We further demonstrated that Ki-67% by IHC is significantly correlated with the proliferation gene signature expression. The highest proliferation rate was noted in D subtype and almost all patients with high Ki-67% (>50%) had D subtype of MFP (Fig. 1C–E). At the same time T, NK cell and other immune signatures are very low for D subtype while enriched in tumor fraction. Furthermore, in D subtype, MCL patients exhibited high-risk somatic mutations, thereby exhibiting a significantly inferior OS compared to other subtypes. In addition, both primary and acquired BTKi resistant MCL patients exhibited a dominance of immune depleted signature. In addition, PD-L1 was significantly downregulated in the “D” MCL (p = 0.001) and PI3K was overexpressed, indicating that targeting the PD-L1 and PD-1 immune checkpoint axis may not appear beneficial in BTKi-resistant MCL, while PI3K pathway modulation could be a potential therapeutic target in these patients.

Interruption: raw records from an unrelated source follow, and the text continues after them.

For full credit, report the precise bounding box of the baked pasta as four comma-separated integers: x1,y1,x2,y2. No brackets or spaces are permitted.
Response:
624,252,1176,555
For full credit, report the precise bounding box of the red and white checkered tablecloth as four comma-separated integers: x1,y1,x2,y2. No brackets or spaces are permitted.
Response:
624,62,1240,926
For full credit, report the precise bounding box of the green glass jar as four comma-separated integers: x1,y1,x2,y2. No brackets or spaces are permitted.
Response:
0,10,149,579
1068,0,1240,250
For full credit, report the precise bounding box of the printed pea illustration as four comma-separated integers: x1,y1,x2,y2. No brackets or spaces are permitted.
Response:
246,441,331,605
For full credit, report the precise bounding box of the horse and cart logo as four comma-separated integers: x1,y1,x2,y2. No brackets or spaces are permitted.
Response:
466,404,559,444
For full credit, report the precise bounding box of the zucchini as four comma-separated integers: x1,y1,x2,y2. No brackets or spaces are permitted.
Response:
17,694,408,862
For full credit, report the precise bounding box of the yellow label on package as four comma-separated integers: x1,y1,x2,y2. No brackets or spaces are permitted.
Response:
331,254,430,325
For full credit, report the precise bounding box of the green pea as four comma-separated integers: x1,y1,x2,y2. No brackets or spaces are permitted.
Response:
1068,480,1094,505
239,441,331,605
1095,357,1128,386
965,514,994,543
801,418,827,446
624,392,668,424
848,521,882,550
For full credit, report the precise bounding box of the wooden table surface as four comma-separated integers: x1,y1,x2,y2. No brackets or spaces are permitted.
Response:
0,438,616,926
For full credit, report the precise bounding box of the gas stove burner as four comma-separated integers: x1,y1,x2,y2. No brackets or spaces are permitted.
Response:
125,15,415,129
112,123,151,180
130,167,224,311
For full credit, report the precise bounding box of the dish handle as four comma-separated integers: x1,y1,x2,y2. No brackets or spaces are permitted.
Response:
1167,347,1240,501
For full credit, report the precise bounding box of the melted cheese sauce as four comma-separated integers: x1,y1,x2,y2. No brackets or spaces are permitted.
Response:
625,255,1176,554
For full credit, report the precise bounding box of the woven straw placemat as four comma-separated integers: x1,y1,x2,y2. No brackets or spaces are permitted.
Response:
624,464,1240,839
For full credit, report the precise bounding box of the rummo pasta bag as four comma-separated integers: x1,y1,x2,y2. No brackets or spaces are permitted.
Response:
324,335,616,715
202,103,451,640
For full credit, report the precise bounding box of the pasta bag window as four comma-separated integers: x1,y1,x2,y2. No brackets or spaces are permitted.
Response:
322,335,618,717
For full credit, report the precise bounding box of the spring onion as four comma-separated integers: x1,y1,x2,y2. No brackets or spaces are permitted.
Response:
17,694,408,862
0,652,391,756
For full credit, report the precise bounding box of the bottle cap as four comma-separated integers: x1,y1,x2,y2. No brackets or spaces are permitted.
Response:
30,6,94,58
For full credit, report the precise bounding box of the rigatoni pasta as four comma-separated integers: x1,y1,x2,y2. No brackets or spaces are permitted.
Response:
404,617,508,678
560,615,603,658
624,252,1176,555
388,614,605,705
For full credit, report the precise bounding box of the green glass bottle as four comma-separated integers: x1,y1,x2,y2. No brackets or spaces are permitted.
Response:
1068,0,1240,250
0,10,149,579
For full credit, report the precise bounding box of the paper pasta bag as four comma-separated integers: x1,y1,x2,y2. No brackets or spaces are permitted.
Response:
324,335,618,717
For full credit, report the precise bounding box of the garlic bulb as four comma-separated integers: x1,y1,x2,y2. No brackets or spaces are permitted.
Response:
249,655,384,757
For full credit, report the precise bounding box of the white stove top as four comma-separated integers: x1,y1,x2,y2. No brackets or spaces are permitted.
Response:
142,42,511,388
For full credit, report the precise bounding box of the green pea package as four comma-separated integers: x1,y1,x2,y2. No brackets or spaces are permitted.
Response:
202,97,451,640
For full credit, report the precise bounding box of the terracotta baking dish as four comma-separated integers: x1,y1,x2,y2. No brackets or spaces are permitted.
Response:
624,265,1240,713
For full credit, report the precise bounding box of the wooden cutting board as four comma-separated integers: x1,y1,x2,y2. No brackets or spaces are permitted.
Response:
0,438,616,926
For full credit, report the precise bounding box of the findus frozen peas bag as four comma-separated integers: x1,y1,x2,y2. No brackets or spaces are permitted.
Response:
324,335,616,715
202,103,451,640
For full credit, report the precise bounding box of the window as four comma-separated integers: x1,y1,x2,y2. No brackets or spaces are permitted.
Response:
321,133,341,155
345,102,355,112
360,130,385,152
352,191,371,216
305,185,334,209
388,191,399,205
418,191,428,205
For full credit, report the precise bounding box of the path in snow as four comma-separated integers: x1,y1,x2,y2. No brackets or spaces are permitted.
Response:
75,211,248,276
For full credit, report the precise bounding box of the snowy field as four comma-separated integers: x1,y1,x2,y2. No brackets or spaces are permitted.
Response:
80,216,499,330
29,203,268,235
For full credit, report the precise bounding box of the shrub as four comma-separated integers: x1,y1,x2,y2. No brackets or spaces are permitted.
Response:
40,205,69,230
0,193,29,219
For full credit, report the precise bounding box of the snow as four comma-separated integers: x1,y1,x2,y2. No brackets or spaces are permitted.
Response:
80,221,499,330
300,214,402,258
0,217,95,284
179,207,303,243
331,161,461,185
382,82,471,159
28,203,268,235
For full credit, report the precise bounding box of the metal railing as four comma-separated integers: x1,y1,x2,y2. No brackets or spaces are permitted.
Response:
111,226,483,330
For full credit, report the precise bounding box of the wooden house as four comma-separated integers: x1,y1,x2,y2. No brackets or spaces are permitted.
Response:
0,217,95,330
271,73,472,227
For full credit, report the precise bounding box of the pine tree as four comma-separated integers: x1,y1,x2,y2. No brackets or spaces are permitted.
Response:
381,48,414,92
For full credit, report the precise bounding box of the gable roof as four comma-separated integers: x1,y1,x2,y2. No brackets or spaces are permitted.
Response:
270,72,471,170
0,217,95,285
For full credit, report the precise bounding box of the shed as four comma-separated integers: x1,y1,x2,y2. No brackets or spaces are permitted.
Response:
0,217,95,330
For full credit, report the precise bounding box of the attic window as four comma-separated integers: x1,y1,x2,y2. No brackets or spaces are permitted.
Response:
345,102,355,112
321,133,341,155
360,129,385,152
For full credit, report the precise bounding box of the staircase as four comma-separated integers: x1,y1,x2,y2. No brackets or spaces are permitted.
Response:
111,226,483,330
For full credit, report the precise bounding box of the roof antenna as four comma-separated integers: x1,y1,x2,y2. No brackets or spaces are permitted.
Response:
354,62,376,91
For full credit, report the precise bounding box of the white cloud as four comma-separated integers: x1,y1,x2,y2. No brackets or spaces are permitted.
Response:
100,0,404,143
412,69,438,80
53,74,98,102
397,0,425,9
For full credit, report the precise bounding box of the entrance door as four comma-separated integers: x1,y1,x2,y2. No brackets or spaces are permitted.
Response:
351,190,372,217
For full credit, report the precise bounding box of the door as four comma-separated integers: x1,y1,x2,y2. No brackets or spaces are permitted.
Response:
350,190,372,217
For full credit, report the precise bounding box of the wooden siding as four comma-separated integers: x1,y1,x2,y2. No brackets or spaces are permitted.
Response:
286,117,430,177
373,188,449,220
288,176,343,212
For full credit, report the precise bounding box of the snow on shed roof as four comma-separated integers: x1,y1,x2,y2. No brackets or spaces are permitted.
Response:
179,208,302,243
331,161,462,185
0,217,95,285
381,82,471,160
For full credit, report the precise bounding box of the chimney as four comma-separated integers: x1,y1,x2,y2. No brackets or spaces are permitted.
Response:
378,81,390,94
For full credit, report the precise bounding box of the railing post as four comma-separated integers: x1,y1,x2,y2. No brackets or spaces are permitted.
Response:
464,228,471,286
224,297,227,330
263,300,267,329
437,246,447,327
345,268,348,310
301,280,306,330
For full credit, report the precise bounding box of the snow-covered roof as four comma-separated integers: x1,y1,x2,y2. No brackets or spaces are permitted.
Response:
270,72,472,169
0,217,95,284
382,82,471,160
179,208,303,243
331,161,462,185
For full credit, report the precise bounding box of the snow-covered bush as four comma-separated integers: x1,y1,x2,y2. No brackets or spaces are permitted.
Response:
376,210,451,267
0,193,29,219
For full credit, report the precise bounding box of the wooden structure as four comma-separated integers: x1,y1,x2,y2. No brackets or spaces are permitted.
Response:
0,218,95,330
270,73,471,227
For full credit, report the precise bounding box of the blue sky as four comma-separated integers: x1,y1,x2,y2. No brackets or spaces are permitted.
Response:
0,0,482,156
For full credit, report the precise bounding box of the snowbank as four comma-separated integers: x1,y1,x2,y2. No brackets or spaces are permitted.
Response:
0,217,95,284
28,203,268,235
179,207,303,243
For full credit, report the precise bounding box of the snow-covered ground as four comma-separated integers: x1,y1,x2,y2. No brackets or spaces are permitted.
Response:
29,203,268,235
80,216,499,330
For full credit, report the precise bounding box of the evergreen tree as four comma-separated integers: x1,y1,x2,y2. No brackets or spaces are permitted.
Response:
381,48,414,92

Our findings indicate a thought-provoking report on MFP clusters in MCL, showing that an immune depleted subtype is associated with poor outcomes and BTKi resistance in MCL. The study is limited by small number of patients and limited tissue availability for sequencing and a larger cohort of BTKi treated MCL patients in the frontline setting would be ideal to provide robust results. Our data suggests that the TME has a prominent role in mediating response to BTKi. The immunosuppressive TME in MCL requires further investigation to understand drug resistance. These multi-omic data provide a novel avenue to study the mechanics of the interactions of immune cell-tumor landscape and its alteration by BTKi in MCL patients.